I could really use some help on this slope/tangent problem, please?

Question

y = x^2 - 2x - 3
P(2,-3)

**Find the slope of the curve at the given point P, and the equation of the tangent line at P.

I pretty much know the answer is 2 and y = 2x-7 but I'd really like to know how to get there. Thanks so much.

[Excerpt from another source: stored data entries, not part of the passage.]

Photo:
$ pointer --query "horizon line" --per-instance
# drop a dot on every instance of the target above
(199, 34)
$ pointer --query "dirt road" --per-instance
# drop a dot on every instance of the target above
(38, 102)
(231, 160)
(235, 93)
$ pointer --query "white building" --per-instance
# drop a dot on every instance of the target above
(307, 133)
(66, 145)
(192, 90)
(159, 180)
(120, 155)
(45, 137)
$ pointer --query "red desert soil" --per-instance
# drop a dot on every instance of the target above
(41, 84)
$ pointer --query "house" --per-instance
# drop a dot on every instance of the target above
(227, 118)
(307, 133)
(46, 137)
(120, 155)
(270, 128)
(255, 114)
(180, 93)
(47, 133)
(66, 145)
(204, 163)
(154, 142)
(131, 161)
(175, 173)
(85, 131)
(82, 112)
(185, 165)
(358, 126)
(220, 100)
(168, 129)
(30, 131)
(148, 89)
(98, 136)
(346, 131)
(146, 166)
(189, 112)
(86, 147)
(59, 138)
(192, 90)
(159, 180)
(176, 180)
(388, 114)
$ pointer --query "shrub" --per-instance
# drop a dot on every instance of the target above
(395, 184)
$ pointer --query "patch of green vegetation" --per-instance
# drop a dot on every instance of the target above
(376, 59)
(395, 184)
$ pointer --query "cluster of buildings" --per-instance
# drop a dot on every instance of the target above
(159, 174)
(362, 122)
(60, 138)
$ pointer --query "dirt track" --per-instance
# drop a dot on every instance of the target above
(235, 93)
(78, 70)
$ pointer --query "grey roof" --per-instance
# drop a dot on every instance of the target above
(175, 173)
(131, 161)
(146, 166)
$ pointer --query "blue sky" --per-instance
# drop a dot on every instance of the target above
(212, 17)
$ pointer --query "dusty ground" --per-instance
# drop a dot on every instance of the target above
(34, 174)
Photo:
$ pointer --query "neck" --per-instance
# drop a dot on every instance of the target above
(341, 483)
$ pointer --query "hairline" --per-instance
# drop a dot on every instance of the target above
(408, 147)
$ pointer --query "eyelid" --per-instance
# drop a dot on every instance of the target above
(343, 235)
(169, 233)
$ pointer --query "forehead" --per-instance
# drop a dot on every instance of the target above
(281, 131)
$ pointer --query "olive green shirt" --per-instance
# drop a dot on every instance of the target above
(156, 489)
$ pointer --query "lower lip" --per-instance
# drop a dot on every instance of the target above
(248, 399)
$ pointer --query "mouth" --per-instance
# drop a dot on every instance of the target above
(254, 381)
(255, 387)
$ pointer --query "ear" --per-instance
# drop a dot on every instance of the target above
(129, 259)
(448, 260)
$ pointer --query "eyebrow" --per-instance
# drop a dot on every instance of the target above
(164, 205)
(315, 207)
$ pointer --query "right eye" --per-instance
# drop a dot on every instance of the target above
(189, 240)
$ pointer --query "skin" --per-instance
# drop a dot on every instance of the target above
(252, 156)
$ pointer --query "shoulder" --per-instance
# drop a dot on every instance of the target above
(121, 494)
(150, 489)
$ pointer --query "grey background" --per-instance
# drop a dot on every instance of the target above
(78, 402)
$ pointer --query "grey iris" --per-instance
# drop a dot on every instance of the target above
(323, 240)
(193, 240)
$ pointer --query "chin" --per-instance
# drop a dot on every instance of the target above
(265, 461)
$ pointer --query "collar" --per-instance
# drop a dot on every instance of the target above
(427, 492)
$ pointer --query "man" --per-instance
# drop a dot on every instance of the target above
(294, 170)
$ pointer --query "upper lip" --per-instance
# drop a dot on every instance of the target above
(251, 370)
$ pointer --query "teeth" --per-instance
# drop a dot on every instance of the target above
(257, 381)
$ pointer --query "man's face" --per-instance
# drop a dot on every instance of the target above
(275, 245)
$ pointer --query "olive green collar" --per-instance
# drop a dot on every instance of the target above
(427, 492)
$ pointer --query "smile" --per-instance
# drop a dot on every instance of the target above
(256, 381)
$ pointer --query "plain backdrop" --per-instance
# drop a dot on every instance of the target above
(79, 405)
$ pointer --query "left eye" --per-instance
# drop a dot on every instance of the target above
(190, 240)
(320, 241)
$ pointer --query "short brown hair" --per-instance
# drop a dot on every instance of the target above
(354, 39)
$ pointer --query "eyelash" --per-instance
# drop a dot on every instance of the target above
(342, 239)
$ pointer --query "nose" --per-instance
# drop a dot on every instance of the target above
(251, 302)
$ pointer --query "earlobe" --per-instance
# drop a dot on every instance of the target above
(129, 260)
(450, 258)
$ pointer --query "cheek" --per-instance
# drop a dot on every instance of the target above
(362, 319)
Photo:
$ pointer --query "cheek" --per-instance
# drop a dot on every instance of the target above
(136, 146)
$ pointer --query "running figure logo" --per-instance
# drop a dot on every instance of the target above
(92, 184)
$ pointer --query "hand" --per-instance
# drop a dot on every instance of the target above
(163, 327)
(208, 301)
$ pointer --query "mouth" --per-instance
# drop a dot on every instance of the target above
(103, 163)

We have not been taught how to derive yet in class so I should probably use another method.

Answer 1

Find the derivative of y (you should know how to do this):
y' = 2x - 2
Find the slope at 2 (derivative of the function gives you the slope at that point):
y' (2) = 2(2) - 2
y' (2) = 2

Now find the equation of the line which is tangent at P:
Remember y = mx + b?
x = 2 (given)
y = -3 (given)
m = 2 (m is the slope we calculated)

Now plug it into the equation to find b:
-3 = 2(2) + b
-7 = b
Now that you know the values, form the equation:
y = 2x - 7

That's it!

Answer 2

If you learned calculus, then this answer would be resolved with the first derivative, that is, y'=2x-2. Thus at the point x=2, y' = 2. Thus your answer for the slope of the tangent is right, since y' = 2*2-2. Now that you know the slope of your tangent line is 2, you have y = 2x + b as its equation, thus since this line goes through the point P(2,-3), -3 = 2(2) + b which means that b = -7. All in all, you have the equation of the tangent line being y = 2x-7.

Answer 3

The slope of the tangent to a curve at a given point is the value of the derivative at that`point
y=x^2-2x-3

y´= 2x-2

At point(2,-3) of the curve y´=2*2-2=2

so the slope is 2 and the equation is y+3=2*(x-2)which comes to y= 2x-7

Answer 4

i am no math wiz and havent taken math in a while but i think this might be it or at least this is what i got:

y=x^2-2x+3 P(2,-3)
therefore:
-3=2^2-2(2)+3
-3=4-4+2
-3=2 -3=y y=2